Wednesday, July 8, 2009

The Naked Truth

About every six months or so, probably more often and just not reported, some municipality or conservative organization insists that a piece of art, depicting human form, be removed from public display. Usually, even if the opinion that the piece is offensive is of the minority, it's easier just to remove or cover the art than it is to deal with the headache of those opposed, who would mostly likely continue to voice their opposition for the remainder of the exhibit, which is their right to do.

But what about the free speech of the artist? I know the argument is that the artist has every right to create whatever he chooses, but that it ought not to be forced upon those who do not wish to view it. Why can't those who wish not to see it merely ignore it? Like any other kind of self expression, which truly is what art is, "if you don't like it, you can choose not to look at it." Isn't that what people say when religious or holiday displays are asked to be removed from one's lawn or place of worship? It is not as if artists insist on putting their art on an individual's private property who wishes not to have it.

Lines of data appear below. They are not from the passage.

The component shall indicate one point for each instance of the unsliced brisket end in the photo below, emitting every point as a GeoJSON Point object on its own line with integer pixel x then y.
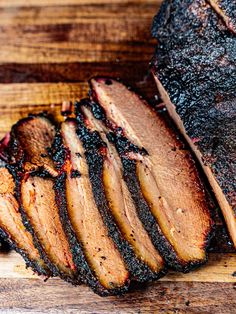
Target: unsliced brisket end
{"type": "Point", "coordinates": [127, 231]}
{"type": "Point", "coordinates": [166, 173]}
{"type": "Point", "coordinates": [103, 267]}
{"type": "Point", "coordinates": [195, 70]}
{"type": "Point", "coordinates": [31, 139]}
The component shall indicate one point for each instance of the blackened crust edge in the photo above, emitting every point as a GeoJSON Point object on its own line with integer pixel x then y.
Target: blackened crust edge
{"type": "Point", "coordinates": [86, 273]}
{"type": "Point", "coordinates": [17, 170]}
{"type": "Point", "coordinates": [145, 215]}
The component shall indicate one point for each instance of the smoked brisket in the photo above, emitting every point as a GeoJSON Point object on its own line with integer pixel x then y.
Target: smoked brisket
{"type": "Point", "coordinates": [195, 70]}
{"type": "Point", "coordinates": [31, 139]}
{"type": "Point", "coordinates": [166, 173]}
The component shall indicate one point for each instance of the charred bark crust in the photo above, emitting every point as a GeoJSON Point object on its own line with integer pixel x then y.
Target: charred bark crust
{"type": "Point", "coordinates": [123, 146]}
{"type": "Point", "coordinates": [195, 62]}
{"type": "Point", "coordinates": [60, 154]}
{"type": "Point", "coordinates": [16, 167]}
{"type": "Point", "coordinates": [38, 269]}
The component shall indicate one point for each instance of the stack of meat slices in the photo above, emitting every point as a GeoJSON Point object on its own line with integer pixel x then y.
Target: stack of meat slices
{"type": "Point", "coordinates": [110, 196]}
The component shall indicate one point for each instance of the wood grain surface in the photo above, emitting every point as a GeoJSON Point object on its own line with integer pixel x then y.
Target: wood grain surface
{"type": "Point", "coordinates": [49, 50]}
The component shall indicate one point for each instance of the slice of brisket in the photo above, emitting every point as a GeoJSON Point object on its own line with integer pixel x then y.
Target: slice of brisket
{"type": "Point", "coordinates": [165, 170]}
{"type": "Point", "coordinates": [31, 139]}
{"type": "Point", "coordinates": [141, 257]}
{"type": "Point", "coordinates": [95, 253]}
{"type": "Point", "coordinates": [195, 70]}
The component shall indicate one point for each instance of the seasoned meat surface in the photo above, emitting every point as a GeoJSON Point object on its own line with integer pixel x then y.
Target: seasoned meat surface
{"type": "Point", "coordinates": [167, 173]}
{"type": "Point", "coordinates": [195, 69]}
{"type": "Point", "coordinates": [31, 140]}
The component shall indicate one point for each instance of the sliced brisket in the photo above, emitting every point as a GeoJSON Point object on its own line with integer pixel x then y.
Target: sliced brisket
{"type": "Point", "coordinates": [166, 173]}
{"type": "Point", "coordinates": [31, 139]}
{"type": "Point", "coordinates": [141, 257]}
{"type": "Point", "coordinates": [99, 259]}
{"type": "Point", "coordinates": [195, 70]}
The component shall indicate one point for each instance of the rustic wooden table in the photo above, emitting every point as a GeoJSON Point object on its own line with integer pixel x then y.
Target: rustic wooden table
{"type": "Point", "coordinates": [49, 49]}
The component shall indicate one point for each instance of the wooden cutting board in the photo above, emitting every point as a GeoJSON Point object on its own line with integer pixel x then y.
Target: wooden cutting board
{"type": "Point", "coordinates": [49, 49]}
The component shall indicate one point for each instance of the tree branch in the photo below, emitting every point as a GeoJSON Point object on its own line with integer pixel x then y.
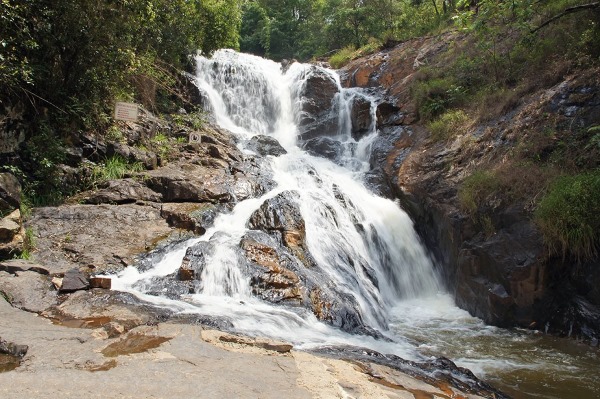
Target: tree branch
{"type": "Point", "coordinates": [567, 11]}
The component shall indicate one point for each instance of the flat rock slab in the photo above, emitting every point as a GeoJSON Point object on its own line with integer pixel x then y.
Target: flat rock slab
{"type": "Point", "coordinates": [99, 238]}
{"type": "Point", "coordinates": [28, 290]}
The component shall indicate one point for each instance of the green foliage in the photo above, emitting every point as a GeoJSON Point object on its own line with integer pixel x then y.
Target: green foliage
{"type": "Point", "coordinates": [115, 167]}
{"type": "Point", "coordinates": [475, 189]}
{"type": "Point", "coordinates": [347, 54]}
{"type": "Point", "coordinates": [29, 242]}
{"type": "Point", "coordinates": [448, 124]}
{"type": "Point", "coordinates": [569, 215]}
{"type": "Point", "coordinates": [435, 95]}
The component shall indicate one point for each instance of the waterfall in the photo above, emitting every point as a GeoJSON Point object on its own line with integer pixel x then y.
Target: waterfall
{"type": "Point", "coordinates": [364, 248]}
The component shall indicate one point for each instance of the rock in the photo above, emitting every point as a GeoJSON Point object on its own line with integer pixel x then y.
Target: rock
{"type": "Point", "coordinates": [266, 145]}
{"type": "Point", "coordinates": [122, 191]}
{"type": "Point", "coordinates": [280, 213]}
{"type": "Point", "coordinates": [10, 192]}
{"type": "Point", "coordinates": [360, 116]}
{"type": "Point", "coordinates": [324, 147]}
{"type": "Point", "coordinates": [68, 236]}
{"type": "Point", "coordinates": [21, 265]}
{"type": "Point", "coordinates": [193, 183]}
{"type": "Point", "coordinates": [271, 280]}
{"type": "Point", "coordinates": [9, 348]}
{"type": "Point", "coordinates": [74, 280]}
{"type": "Point", "coordinates": [28, 290]}
{"type": "Point", "coordinates": [190, 215]}
{"type": "Point", "coordinates": [132, 154]}
{"type": "Point", "coordinates": [98, 308]}
{"type": "Point", "coordinates": [10, 226]}
{"type": "Point", "coordinates": [317, 100]}
{"type": "Point", "coordinates": [100, 282]}
{"type": "Point", "coordinates": [13, 247]}
{"type": "Point", "coordinates": [194, 261]}
{"type": "Point", "coordinates": [57, 282]}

The right of free speech is the right of everyone in this country. Absolutely then, those opposed to some forms of public art have every right to speak their opposition, but they do not have veto power of the artist's same rights.

The opposition often states the art of the human form is inappropriate for children. Why not take the opportunity to teach children the beauty of the human form? For those with objections based on religion, is the human form not the creation of God? For those of the Christian faith, were Adam and Eve ashamed of their nudity as God created them? The answer is no, not until Eve ate the fruit from the forbidden tree of Life. Shouldn't we teach to be proud of our bodies, not ashamed?

It's no secret poor body image is cause to a number of problems facing today's youth, especially girls, such as low self-esteem, giving in to peer pressure, and no self-respect. Like an avalanche, these lead to undesirable behavior with even greater consequences. So couldn't it be argued that the lack of discussion about the body and censorship of art of the human form, which is an implication of shame, is having the exact effect on our young people that the censors are trying to prevent?

I think this discussion could go significantly deeper than there is room for in a blog, but I am fascinated by both sides of the argument. Personally , I think free speech is free speech. The artist has the right to speak through his art, and those opposed have a right to voice their opposition. If nothing else, at least it keeps us discussing it, and much can be learned through dialogue.